Remi Harris – guitars etc
Caley Groves – guitar
Mike Green – bass

The attendance was somewhat depleted due to the high risk of snow forecast but the stalwarts who made the journey were treated to an evening of the best quality jazz in probably one of the few clubs open that night.

Remi began playing on his Django style Guitar with a typical gypsy jazz version of Pennies from Heaven and continued with Caravan, using a “bottleneck” effect in places and building up tension reminiscent of the Wes Montgomery version. Cissy Strut from the Meters funk band with its bluesy style and locomotive rhythm was a complete contrast to the next, gentler, number Nuages which Django Reinhardt first recorded in 1940 when the Nazis had occupied Paris which, Remi suggested, meant that the clouds were grey rather than white. Still on a Django kick, we had Django’s Tiger with an amazing flow of ideas from Remi including an excerpt from the Archers signature tune in the middle! Then a change of guitar to the more jazzy, f- hole instrument with pickup for a rendering of Bok to Bok, another Wes Montgomery favourite. Remi’s deep affection for the guitar was evident as he picked up yet another instrument to tell of his influence from Fleetwood Mac and launched into a medley of their well known numbers.
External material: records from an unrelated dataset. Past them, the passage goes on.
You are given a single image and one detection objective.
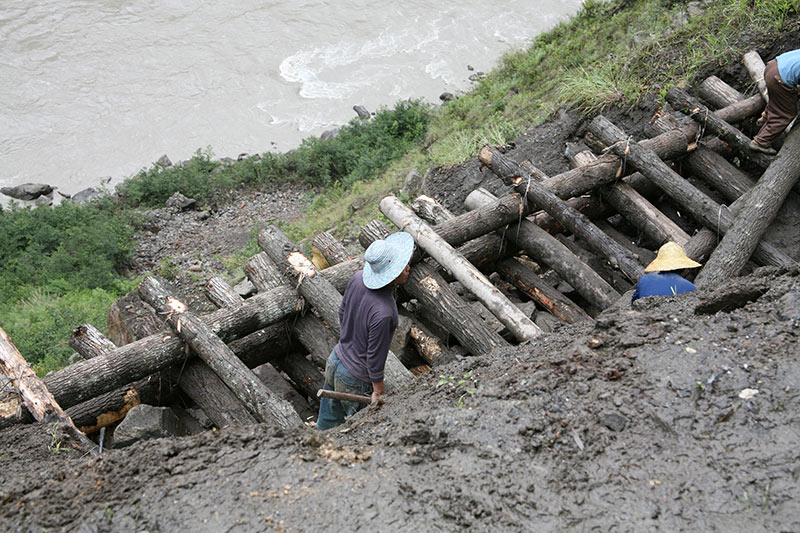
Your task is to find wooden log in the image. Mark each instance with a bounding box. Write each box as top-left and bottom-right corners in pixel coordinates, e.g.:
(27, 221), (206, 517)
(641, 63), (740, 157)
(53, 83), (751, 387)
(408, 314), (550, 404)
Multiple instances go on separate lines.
(312, 231), (354, 266)
(68, 324), (182, 432)
(465, 188), (618, 311)
(360, 220), (508, 355)
(666, 87), (773, 169)
(205, 276), (246, 308)
(411, 195), (459, 225)
(694, 128), (800, 286)
(698, 75), (746, 109)
(409, 323), (455, 367)
(588, 115), (794, 268)
(684, 147), (755, 203)
(527, 195), (610, 234)
(138, 276), (302, 428)
(69, 378), (170, 434)
(0, 326), (96, 453)
(70, 324), (118, 360)
(496, 258), (592, 323)
(259, 225), (414, 389)
(380, 196), (543, 342)
(244, 252), (285, 292)
(41, 285), (299, 411)
(479, 146), (646, 283)
(414, 192), (592, 322)
(570, 150), (690, 246)
(1, 318), (298, 431)
(244, 250), (337, 365)
(554, 233), (633, 293)
(176, 363), (258, 427)
(683, 228), (720, 264)
(743, 51), (769, 103)
(204, 275), (325, 403)
(259, 226), (343, 333)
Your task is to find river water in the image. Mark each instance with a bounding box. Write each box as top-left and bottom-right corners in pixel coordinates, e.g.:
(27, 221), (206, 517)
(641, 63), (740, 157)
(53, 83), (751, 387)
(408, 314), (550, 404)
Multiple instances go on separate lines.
(0, 0), (581, 197)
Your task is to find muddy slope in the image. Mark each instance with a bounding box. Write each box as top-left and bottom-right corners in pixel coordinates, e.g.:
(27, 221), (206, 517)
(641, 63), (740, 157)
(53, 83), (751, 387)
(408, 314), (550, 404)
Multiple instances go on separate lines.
(1, 266), (798, 532)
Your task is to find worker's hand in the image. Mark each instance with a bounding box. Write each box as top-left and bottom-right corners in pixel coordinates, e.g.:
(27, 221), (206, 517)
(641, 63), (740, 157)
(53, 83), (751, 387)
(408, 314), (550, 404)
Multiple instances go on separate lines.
(371, 380), (385, 406)
(370, 391), (384, 406)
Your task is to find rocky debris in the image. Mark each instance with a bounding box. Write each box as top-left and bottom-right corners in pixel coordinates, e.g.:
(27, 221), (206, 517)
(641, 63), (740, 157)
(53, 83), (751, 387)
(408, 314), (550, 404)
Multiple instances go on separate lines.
(0, 183), (53, 201)
(439, 92), (455, 102)
(112, 404), (189, 448)
(130, 184), (311, 312)
(353, 104), (371, 120)
(156, 154), (173, 168)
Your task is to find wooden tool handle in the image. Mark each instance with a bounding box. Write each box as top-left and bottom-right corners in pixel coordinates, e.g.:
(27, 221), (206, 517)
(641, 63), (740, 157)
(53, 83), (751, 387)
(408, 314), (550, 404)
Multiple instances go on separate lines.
(317, 389), (372, 404)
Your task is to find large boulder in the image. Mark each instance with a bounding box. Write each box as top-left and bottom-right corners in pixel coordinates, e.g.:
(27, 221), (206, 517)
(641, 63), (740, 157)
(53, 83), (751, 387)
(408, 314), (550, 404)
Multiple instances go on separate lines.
(1, 183), (53, 201)
(71, 187), (100, 205)
(112, 404), (188, 448)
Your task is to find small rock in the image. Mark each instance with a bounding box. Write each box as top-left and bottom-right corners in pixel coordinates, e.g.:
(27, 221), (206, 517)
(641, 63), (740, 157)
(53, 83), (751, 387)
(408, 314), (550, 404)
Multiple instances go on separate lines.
(112, 404), (188, 448)
(439, 92), (455, 102)
(156, 154), (173, 167)
(400, 170), (424, 198)
(598, 412), (628, 432)
(166, 192), (197, 211)
(777, 291), (800, 324)
(234, 279), (256, 298)
(353, 105), (371, 120)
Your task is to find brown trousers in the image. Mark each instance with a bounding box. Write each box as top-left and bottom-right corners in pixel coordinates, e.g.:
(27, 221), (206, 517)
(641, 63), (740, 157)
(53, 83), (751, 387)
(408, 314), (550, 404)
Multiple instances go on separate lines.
(754, 59), (798, 147)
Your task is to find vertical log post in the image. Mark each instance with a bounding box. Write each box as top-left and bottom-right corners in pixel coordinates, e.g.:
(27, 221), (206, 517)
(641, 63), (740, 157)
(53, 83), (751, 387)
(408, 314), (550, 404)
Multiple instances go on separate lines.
(743, 50), (769, 103)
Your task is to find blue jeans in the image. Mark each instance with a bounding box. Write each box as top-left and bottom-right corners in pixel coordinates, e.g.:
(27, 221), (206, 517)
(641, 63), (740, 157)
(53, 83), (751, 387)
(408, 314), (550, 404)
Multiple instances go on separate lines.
(316, 349), (372, 430)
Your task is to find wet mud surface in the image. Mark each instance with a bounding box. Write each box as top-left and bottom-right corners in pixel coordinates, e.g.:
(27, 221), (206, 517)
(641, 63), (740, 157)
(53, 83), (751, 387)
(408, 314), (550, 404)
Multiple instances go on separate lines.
(1, 266), (799, 532)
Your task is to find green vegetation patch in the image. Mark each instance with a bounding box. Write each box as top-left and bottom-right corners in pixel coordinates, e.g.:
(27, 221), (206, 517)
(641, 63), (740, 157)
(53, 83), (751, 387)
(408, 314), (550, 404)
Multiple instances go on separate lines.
(116, 100), (433, 208)
(0, 200), (136, 372)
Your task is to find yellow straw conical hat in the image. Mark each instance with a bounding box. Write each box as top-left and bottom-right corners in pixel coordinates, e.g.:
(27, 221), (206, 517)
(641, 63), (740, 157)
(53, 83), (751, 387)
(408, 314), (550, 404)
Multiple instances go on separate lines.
(645, 242), (702, 272)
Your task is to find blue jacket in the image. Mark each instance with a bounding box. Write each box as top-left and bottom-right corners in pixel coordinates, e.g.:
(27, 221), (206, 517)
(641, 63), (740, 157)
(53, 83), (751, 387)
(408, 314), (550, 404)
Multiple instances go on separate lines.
(632, 272), (696, 303)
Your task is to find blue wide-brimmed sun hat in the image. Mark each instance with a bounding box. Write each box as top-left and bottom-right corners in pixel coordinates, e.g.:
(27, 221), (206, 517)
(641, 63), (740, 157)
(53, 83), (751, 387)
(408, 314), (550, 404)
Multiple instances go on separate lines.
(363, 231), (414, 289)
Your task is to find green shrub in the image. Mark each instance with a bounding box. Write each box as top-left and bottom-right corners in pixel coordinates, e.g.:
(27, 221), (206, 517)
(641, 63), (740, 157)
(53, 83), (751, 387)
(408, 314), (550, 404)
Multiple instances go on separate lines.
(0, 201), (136, 373)
(0, 202), (135, 305)
(115, 100), (432, 208)
(0, 287), (127, 375)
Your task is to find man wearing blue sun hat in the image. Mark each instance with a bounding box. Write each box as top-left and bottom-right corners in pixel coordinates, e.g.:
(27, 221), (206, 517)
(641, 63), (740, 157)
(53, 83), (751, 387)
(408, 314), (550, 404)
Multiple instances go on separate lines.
(316, 231), (415, 430)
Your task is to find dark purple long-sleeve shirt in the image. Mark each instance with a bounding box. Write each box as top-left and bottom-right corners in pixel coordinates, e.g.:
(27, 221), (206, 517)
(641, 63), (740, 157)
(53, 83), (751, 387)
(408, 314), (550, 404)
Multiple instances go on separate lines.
(335, 270), (398, 383)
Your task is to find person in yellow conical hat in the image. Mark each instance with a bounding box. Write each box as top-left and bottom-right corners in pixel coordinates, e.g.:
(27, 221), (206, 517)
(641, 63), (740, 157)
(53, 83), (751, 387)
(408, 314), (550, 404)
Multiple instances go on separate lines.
(632, 242), (702, 304)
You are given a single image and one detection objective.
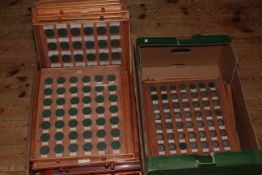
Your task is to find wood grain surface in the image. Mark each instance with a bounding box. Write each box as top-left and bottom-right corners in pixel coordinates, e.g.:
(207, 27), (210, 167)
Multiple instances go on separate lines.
(0, 0), (261, 174)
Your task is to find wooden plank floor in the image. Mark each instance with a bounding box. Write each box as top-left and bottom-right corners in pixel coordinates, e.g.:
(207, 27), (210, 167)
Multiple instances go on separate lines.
(0, 0), (261, 174)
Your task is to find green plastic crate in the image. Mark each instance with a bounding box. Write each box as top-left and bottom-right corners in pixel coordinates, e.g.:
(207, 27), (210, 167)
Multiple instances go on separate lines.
(135, 35), (262, 175)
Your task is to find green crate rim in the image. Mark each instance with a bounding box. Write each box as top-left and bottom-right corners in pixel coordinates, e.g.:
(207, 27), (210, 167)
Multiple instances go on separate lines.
(136, 35), (231, 47)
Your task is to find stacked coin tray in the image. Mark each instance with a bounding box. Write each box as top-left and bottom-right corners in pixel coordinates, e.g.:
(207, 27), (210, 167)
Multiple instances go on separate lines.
(37, 0), (122, 4)
(142, 79), (240, 156)
(33, 0), (130, 69)
(35, 164), (141, 175)
(38, 21), (126, 67)
(30, 66), (138, 170)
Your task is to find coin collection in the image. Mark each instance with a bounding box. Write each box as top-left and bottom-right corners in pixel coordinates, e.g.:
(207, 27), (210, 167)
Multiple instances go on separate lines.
(142, 79), (240, 156)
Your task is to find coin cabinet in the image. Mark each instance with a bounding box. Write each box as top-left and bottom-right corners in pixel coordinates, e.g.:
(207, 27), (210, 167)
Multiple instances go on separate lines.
(135, 36), (262, 175)
(29, 0), (140, 174)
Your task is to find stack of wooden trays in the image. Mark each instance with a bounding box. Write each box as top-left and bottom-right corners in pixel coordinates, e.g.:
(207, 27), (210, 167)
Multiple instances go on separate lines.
(30, 0), (140, 174)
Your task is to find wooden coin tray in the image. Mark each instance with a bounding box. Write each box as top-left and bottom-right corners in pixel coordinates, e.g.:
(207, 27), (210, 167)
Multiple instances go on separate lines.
(33, 0), (130, 70)
(30, 66), (139, 171)
(34, 20), (129, 68)
(142, 78), (240, 156)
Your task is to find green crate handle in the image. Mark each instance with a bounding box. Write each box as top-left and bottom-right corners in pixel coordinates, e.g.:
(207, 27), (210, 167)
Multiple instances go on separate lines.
(196, 160), (216, 167)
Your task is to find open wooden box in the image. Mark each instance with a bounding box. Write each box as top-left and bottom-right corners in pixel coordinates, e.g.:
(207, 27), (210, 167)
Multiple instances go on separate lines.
(134, 35), (262, 175)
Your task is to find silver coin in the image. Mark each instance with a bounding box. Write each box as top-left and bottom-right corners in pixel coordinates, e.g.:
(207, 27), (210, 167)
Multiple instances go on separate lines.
(178, 132), (185, 139)
(158, 144), (165, 151)
(168, 143), (176, 150)
(176, 122), (184, 129)
(190, 142), (198, 149)
(223, 140), (230, 147)
(199, 131), (206, 138)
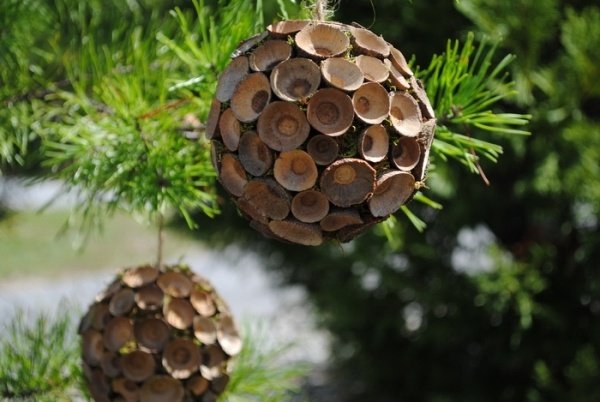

The second half began with just Mike on bass and Remi whilst Caley sat back to enjoy the music for a while and Remi brought forth a 12 string instrument, as featured by more of his favourites, Led Zeppelin and the Eagles. Nature Boy seemed an ideal tune to show off the attractive tone of the 12 stringer. Ukulele? Yes, for a run through All of Me, then over to a solid bodied guitar to play Oscar Peterson’s wonderfully lyrical Hymn to Freedom. Caley returned to the stage and the trio returned to Django mode with There’ll Never be Another you inspired, said Remi, by the Stan Getz version. Can’t Buy Me Love as never the Beatles played it led to a very Spanish or Moorish sounding Odd Elegy which had Tony and Peter pondering as to the time signature. Remi ended the speculation by informing us it is 39/16 – 39/16!! The performance ended as it began with gypsy swing; Coquette, Bossa Dorado and Hideaway, as time ran out all to soon for an audience who were so obviously appreciative of a breadth of repertoire and style rarely seen in just one evening.

So, thanks to Remi, Caley and Mike who left the stage to long and loud applause only to be requested for an encore and what better number than the favourite of all gypsy bands – Sweet Georgia Brown.